# Are my fish fighting URGENT reply please I'm concerned



## jackass63

I'm really new to fish keeping but thought I was doing a good job up until a few moments ago. 

I have three small fantail fish (one is a blackmoore) in a 13 US gallon tank or a 10 gallon UK tank. 

Like most first time fish keepers I didn't do my research first thinking that goldfish were easy to care for. I started out with a bowl and some flakes on reccomendation of the pet shop keeper.

Luckily I soon found out this was wrong and got this much bigger tank which I thought would be fine for a good while.

I will explain some things now that might help to determine my problem:

I have a gold fantail, a red and white fantail and a blackmoore.

They are all relatively young and quite small though they have got bigger already (I've only had the tank a month or so.)

I recently got my water tested at the aquarium and they said my tank was near perfect and I believe them as they didn't try to sell me anything. No ammonia or anything.

I got the first fish (the gold fantail) bought for me as a joke birthday present that has ended up costing me a ridiculous amount.

So I don't know if fish are territorial but he owned the tank first. A few days later I added the two other fish at the same time.

The blackmoore is the biggest and the red and white fish is the smallest with the first fish being somewhere in the middle. 

There aren't many personality distinctions between the fish except the smallest is the most shy, wary but also the biggest scavenger. I'm pretty sure it is a girl fish as it only has one anal fin. She is the only one that goes inside my decorative Egyptian pot and into the castle. She loves her hiding spots.

All the fish were getting along great everytime I look at them. They are usually doing there own thing but occassionaly they will swim calmly next to eachother and never bother one another. 

NOW FOR THE PROBLEM:

Today I was watching my fish and for the first time I saw aggression and I am now very worried. My gold fish, keeps chasing after the red and white one in a frenzy. She is scared and swims away as fast as possible. Luckily she is faster than him and gets away but he will try again every minute or so and she must be living in terror.

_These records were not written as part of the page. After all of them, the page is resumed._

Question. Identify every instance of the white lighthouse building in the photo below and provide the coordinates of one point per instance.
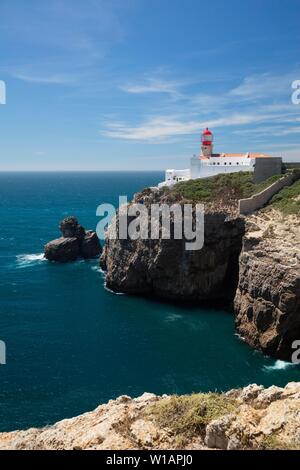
(210, 164)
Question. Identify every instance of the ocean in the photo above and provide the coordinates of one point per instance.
(71, 344)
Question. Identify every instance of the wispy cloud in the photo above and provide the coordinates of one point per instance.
(153, 85)
(236, 107)
(50, 79)
(165, 127)
(60, 37)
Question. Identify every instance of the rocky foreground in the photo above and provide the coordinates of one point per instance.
(267, 301)
(249, 418)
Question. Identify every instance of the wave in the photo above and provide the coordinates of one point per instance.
(98, 270)
(279, 365)
(112, 291)
(24, 261)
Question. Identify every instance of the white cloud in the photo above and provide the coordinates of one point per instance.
(263, 86)
(153, 85)
(58, 79)
(166, 127)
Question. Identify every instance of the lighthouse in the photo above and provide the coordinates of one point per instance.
(207, 143)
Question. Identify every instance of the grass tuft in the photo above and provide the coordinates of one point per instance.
(188, 415)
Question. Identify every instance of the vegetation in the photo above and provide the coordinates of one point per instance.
(188, 415)
(230, 186)
(288, 199)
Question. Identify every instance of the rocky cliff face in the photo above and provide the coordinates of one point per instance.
(260, 419)
(267, 301)
(259, 271)
(75, 242)
(164, 268)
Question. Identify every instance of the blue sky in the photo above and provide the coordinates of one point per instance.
(129, 84)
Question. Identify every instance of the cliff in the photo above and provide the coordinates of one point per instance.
(249, 418)
(250, 262)
(267, 301)
(164, 268)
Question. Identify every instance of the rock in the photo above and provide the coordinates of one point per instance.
(62, 250)
(216, 437)
(249, 393)
(70, 228)
(76, 242)
(129, 424)
(164, 268)
(90, 246)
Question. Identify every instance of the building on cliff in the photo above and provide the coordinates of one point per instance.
(210, 164)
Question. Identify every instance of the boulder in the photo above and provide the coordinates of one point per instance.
(76, 242)
(62, 250)
(70, 228)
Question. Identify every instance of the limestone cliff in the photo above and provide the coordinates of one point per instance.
(267, 301)
(164, 268)
(250, 418)
(256, 268)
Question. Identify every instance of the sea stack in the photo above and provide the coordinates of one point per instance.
(76, 242)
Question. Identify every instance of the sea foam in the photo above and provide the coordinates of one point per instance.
(24, 261)
(279, 365)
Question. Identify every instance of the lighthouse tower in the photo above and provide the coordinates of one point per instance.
(207, 143)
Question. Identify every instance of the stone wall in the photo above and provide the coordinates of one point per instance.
(257, 201)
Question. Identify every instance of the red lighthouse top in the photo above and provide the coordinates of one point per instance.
(207, 137)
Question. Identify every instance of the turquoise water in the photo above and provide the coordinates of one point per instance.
(71, 344)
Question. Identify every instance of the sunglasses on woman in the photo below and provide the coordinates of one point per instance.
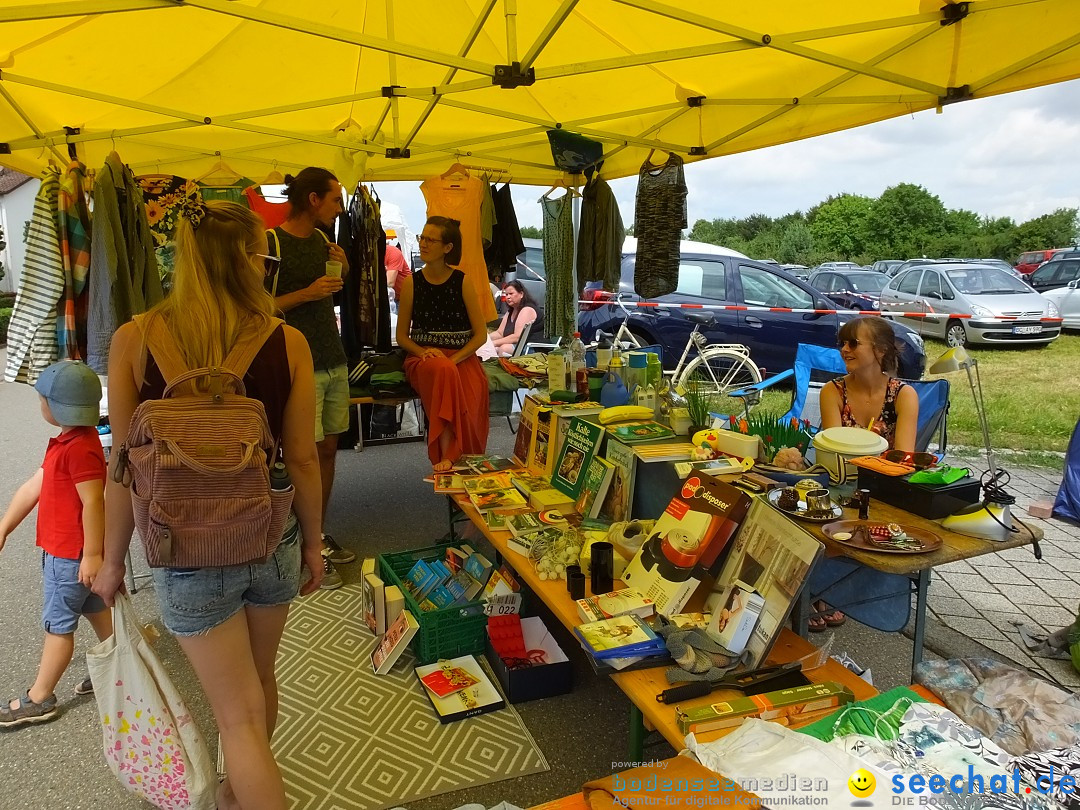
(918, 460)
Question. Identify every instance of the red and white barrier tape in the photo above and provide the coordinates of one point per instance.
(742, 308)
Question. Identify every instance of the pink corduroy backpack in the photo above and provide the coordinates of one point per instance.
(198, 461)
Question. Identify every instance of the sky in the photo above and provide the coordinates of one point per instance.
(1012, 156)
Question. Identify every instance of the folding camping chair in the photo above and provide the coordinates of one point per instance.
(814, 366)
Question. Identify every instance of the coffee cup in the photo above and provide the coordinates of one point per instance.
(819, 500)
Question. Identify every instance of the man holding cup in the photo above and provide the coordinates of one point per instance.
(309, 273)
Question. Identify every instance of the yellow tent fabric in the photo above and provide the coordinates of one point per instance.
(257, 86)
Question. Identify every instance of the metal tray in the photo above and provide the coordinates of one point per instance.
(800, 512)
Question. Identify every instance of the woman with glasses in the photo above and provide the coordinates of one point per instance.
(441, 325)
(521, 311)
(869, 396)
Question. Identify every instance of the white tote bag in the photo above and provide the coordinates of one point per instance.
(151, 742)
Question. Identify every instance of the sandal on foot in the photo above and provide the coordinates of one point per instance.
(27, 712)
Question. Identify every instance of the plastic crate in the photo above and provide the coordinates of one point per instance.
(447, 633)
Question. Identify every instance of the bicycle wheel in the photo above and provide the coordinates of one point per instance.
(727, 370)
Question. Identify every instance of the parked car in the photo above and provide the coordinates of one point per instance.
(1067, 300)
(850, 288)
(1029, 260)
(530, 272)
(1055, 273)
(882, 266)
(1002, 309)
(772, 337)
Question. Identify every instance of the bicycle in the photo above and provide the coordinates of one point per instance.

Also, I don't think it's a mating thing as they are all still young and both the black one and the gold one are male, and this is the second part of the problem. The gold fish chases the blackmoore as well but with the black fish being bigger he doesn't swim away and it looks like they fight eachother. Despite being smaller the gold one is the one that starts the fights all the time and the blackmoore does try and get away but not in a panic like the little one, he stands his ground.

So I'm really concerned about the welfare of my fish. I believe I may need a bigger tank but I thought I had until the water started going cloudy or the fish were noticeably huge. 

I will include some pictures so you can get an idea of how big the tank is in relation to the fish (it looks fine to me). 

Some other useful information to diagnose the problem and hopefully a solution:

They are fed plenty but also a variety. I have flakes, pellets and bloodworms. They shouldn't be fighting for food.

The gold one is the first owner of the tank and without me knowing he might be the dominant fish in there though he has never had to show it before.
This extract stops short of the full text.